Talk about your heavy numbers, dude! No wonder Page likened “Stairway” to a sonic orgasm!

As for the lyrics they’re so much goofy mysterioso hoodoo, equal parts straight-up description (forests echo with laughter, smoke rises through the trees, your shadow’s taller than your soul) and “occult” wisdom (if you listen very hard the tune will come to you at last, there are two paths you can go by and there’s still time to change the one you’re on, etc) of the sort to be found on affirmational bumper stickers. But just what does it mean to be a rock and not to roll? Wouldn’t that make you a square rock?

Plant undoubtedly spent way too much time perusing J.R.R. Tolkien for his own good, but there’s no denying his misty mountain lyrics fit Page’s music like a falcon’s hood. What was he supposed to have sung about? Defiling groupies with mud sharks at Seattle’s Edgewater Inn? The plethora of 14-year-old “road wives” to be found at Rodney Bingenheimer’s English Disco in L.A.? Good luck with that! No, it was go the Hobbit route or forget about it!

And the mysticism doesn’t stop with the lyrics. The song’s composition itself is occult too, in keeping with Jimmy Page’s status as the world’s biggest fake Devil worshipper. Not only do its three sections correspond to the three tines on Satan’s pitchfork and the number of Cerberus the dog’s heads–three’s also the number of points you get for a field goal and how many people you need for a three-way! And just in case you’re still not convinced camels have three eyelids! And I was a third child, and boy am I special!

None of which, I’m sure, occurred to Page when he was composing “Stairway to Heaven.” If certain morons are to be believed, he and the boys spent most of their time backwards masking the words, “There was a little tool shed where he made us suffer, sad Satan” on to the thing.
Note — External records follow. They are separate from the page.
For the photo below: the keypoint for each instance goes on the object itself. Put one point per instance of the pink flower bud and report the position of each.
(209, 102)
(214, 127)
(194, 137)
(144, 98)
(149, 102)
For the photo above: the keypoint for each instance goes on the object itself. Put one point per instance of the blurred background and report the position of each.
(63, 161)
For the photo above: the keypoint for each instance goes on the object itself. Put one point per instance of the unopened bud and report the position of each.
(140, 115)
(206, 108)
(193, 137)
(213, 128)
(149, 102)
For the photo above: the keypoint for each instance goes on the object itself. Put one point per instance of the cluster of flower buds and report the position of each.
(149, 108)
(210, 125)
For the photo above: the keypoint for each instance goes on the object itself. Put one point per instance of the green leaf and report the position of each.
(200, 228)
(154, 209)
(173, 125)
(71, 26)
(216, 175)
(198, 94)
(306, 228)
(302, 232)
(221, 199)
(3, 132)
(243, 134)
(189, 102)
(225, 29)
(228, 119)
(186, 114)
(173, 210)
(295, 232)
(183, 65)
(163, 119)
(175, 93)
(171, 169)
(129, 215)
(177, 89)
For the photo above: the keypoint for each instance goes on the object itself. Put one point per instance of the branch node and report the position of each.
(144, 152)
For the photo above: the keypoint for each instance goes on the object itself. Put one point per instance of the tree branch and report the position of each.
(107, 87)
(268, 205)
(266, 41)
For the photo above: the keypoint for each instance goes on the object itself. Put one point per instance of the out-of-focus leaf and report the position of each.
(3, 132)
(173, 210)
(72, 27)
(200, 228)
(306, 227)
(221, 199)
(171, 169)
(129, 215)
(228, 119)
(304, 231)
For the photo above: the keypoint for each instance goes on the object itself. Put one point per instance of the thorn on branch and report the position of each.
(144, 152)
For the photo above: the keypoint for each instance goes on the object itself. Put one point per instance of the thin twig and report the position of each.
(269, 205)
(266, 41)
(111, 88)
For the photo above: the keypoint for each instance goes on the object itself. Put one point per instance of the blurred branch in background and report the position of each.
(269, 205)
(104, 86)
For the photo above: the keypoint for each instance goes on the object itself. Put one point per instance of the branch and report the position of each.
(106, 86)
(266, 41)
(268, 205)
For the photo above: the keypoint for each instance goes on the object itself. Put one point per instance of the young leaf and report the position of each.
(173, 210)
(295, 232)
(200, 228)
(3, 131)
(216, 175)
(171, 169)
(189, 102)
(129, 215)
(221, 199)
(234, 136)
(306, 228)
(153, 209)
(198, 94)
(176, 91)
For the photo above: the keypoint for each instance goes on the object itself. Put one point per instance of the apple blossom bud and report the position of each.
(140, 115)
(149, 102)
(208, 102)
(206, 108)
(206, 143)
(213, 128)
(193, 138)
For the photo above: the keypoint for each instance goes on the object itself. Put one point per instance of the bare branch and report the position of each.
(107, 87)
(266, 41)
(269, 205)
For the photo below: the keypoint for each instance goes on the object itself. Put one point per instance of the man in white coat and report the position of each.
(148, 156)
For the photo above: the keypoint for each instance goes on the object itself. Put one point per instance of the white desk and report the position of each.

That and the words, “I’ve fallen and I can’t get up!” Talk about your subliminal advertising; you wouldn’t believe how many LifeCall medical alert pendants “Stairway to Heaven” has sold!

Me, I never ever turn on “Stairway to Heaven” of my own accord. But I’m always overjoyed to hear it at the gym or on my car radio or at the local supermarket–it makes me feel like some cowl-wearing Druid dude officiating at some awful pagan ritual in a clearing in an English oak forest somewhere a long, long time ago. And how many songs can you say that about?

I pay “Stairway to Heaven” exactly what it’s due when I say it’s the greatest piece of ersatz mysticism ever set to a rock’n’roll beat. You probably have to be an idiot to truly buy into it as a spiritual statement in any way, shape or form, but I’ll be damned if some small unreasonable part of me doesn’t respond to the words, “And it’s whispered that soon, if we all call the tune/Then the piper will lead us to reason.”

In 1888 the esteemed English art critic Walter “Party Dog” Pater wrote, “All art aspires to the condition of music. And to Led Zeppelin’s “Stairway to Heaven” in particular.” Ok, so he didn’t write that second sentence, but only because he never got to hear “Stairway to Heaven.” It’s more than just a hoot; it’s the fucking greatest song Led Zep, or anybody for that matter, would ever conjure up. Or my name isn’t 5 mysterious glyphs and pronounced “Frodo”!